- Haberler
- Güncel
- Kandilli Rasathanesi: 'Görüşümüz depremin Marmara depremini tetiklemeyeceği yönünde'
Kandilli Rasathanesi: 'Görüşümüz depremin Marmara depremini tetiklemeyeceği yönünde'
Kandilli Rasathanesi ve Deprem Araştırma Enstitüsü Müdürü Prof. Dr. Haluk Özener, 'Bu depremin Marmara depremini etkileyip etkilemeyeceği merak konusu. Bizim genel görüşümüz Marmara depremini tetiklemeyeceği yönünde." dedi.
Düzce'de meydana gelen 6.0 depremle ilgili olarak düzenlenen basın toplantısında Kandilli Rasathanesi ve Deprem Araştırma Enstitüsü Müdürü Prof. Dr. Haluk Özener, "17 Ağustos ve 12 Kasım Düzce depremleriyle dün meydana gelen depremin yeri aynı noktada. Aslında bu deprem Kuzey Anadolu Fayı'nın Düzce ve Dokurcuk fayı olmak üzere Bolu civarında iki kola ayrılıyor. Hemen Düzce fayının batısında Karadere fayı bulunmakta. Deprem aslında Düzce Vadisi'nde diyebiliriz. Orada birçok irili ufaklı fay bulunmakta. O fayların üzerinde 7-8 kilometrelik parçayı kırdı diyebiliriz. Bizim için sürpriz olan bir deprem değil. Burada birçok irili ufaklı deprem üretebilecek aktif fay hattı var. Bu depremde bunların birinin üzerinde oldu." dedi.

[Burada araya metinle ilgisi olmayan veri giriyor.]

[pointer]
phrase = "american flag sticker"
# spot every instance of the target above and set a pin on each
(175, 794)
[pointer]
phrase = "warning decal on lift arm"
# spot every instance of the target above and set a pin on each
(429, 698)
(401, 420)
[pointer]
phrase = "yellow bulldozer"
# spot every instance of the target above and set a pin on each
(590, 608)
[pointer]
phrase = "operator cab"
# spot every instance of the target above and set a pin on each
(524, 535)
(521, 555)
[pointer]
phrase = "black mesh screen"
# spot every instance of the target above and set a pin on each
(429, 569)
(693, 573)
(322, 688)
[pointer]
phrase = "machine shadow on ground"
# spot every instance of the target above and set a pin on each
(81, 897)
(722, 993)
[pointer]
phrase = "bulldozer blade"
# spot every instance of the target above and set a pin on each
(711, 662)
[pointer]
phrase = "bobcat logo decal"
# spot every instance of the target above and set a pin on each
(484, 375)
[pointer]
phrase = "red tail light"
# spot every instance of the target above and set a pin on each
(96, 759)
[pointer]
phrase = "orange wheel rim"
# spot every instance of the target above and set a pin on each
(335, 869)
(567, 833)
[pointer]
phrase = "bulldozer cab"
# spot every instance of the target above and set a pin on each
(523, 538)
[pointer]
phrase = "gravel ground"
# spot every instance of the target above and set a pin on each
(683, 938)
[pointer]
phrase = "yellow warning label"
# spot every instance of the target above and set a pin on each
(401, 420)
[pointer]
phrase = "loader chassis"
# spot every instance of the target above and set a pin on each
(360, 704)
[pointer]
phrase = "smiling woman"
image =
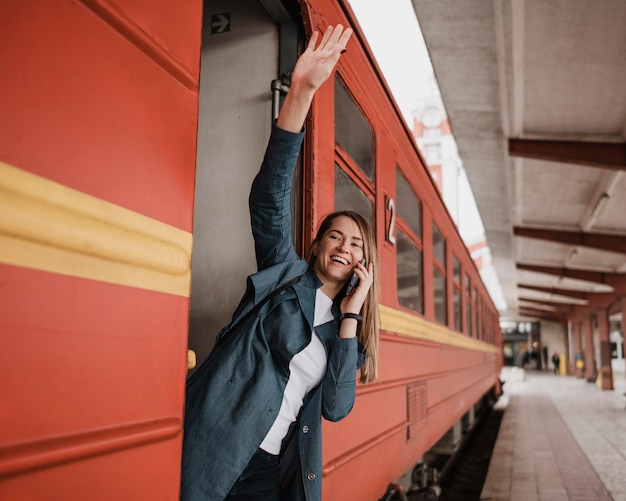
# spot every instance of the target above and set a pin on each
(290, 355)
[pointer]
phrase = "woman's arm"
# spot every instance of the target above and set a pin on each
(271, 190)
(312, 69)
(339, 383)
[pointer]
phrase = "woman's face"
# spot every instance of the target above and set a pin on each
(337, 253)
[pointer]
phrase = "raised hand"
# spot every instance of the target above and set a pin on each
(312, 69)
(317, 63)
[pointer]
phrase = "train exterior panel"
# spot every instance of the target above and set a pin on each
(97, 170)
(129, 137)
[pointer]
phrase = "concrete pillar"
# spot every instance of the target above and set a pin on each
(624, 321)
(606, 372)
(590, 359)
(577, 347)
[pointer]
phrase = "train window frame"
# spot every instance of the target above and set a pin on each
(404, 238)
(403, 201)
(345, 151)
(440, 284)
(369, 213)
(346, 165)
(407, 200)
(457, 294)
(468, 305)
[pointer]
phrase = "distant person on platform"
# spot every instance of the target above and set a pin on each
(556, 360)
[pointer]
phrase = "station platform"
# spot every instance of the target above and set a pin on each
(560, 439)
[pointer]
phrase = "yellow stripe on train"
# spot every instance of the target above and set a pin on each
(47, 226)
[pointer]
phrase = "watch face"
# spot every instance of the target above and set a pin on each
(431, 117)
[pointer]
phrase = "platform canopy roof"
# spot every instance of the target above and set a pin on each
(535, 91)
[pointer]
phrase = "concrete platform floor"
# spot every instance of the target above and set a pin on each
(561, 439)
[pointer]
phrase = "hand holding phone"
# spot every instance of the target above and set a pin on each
(354, 280)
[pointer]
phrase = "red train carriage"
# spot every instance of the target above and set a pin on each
(129, 128)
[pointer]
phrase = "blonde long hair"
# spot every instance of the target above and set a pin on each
(369, 327)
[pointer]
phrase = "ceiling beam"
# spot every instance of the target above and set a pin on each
(603, 241)
(543, 314)
(551, 304)
(603, 155)
(586, 275)
(555, 290)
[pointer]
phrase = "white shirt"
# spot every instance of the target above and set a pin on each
(306, 370)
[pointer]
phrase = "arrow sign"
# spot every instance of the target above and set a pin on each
(220, 23)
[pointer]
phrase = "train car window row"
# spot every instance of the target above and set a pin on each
(409, 274)
(468, 306)
(352, 131)
(440, 290)
(348, 196)
(354, 180)
(408, 205)
(456, 293)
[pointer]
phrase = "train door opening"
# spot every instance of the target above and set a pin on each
(243, 45)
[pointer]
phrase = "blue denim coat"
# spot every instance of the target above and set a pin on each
(234, 397)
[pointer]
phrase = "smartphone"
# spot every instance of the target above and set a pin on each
(354, 280)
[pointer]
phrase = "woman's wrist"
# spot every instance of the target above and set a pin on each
(350, 316)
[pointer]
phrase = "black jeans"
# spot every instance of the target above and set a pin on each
(259, 480)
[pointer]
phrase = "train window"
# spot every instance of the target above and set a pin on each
(456, 270)
(456, 293)
(439, 281)
(475, 309)
(348, 196)
(439, 246)
(439, 276)
(456, 297)
(409, 206)
(409, 272)
(352, 132)
(468, 305)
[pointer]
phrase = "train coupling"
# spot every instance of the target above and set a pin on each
(424, 486)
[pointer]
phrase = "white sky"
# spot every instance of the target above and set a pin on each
(394, 35)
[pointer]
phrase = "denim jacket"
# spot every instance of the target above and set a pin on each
(233, 399)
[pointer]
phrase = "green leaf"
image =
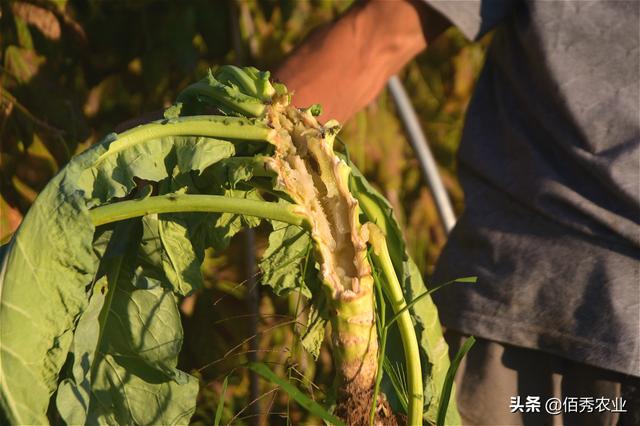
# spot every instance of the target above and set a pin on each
(216, 421)
(125, 348)
(50, 258)
(283, 262)
(447, 386)
(433, 348)
(295, 393)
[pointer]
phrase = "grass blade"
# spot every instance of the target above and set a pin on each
(428, 292)
(216, 422)
(295, 393)
(448, 381)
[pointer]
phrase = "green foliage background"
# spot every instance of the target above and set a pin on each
(71, 70)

"TÜRKİYE'DEKİ HER FAY HATTI AKTİF HALDE"
Prof. Dr. Özener, "Depremin artçılarına bakarsak bugün sabah 09.00 itibarıyla büyüklüğü 1.2'nin üzerinde olan 162 tane artçı depremimiz var. Bunların en büyüğü 4.4 büyüklüğünde. Büyüklük grafiğine baktığımızda 4.4'lük bir tane 3.9'luk artçımız var. 3'ün üzerinde 3 tane artçı deprem meydana geldi. Onun dışındaki deprem büyüklükleri genelde 1 - 2 yoğunluğu olarak sıralanmakta. Bu depremin artçıları yaklaşık bir hafta içerisinde azalarak sönümleneceği düşüncesindeyiz. Depremin lokasyonuna baktığımız zaman Kuzey Anadolu Fay hattında olduğunu görüyorsunuz. Bu depremin Marmara depremini etkileyip etkilemeyeceği merak konusu. Bizim genel görüşümüz Marmara depremini tetiklemeyeceği yönünde. Aslında ülkemiz dinamik bir ülke ve Türkiye'deki her fay hattı aktif halde." diye konuştu.
"BU DEPREM, 199 DEPREMİNİN GEÇ GELEN BİR ARTÇISI"
Kandilli Rasathanesi ve Deprem Araştırma Enstitüsü Müdür Yardımcısı Ali Pınar ise, "Depremin merkez üssü denildiği zaman aslında bizim belirlediğimiz yer fayın kırılma noktasıdır. Halbuki deprem bir noktada meydana gelmedi. 6 büyüklükte depreme baktığımızda bu yaklaşık 60 kilometrekarelik bir düzlemden ortaya çıkmaktadır. İlk açıklamalarla dikkat ederseniz depremin merkez üssünün Karadere segmentinin devamında olan bir fay olduğunu görürsünüz. Yer bilimciler olarak bu depremin Karadere segmentinin devamında meydana geldiğinde ortak fikirde birleştik. Yeni bilgiler geldikçe bunun yavaş yavaş değişebileceğini söyleyebiliriz. Bu depremden sonra artçı deprem etkinliği başladı. Bu artçı depremlerin Karadere segmentinde meydana gelmediğini, daha çok düzce havzasının içine yayıldığını görüyoruz. Bu deprem aslında 12 Kasım 1999 depreminin geç gelen bir artçı depremi olduğunu söyleyebiliriz. Çünkü mekanizması tıpa tıp aynı. Dolayısıyla aynı fay düzleminde 1999 depreminde kırılmayan bir parça kaldı. O parça olan 7-8 kilometrelik bir fay düzlemini kırıldığını söyleyebiliriz." ifadesini kullandı.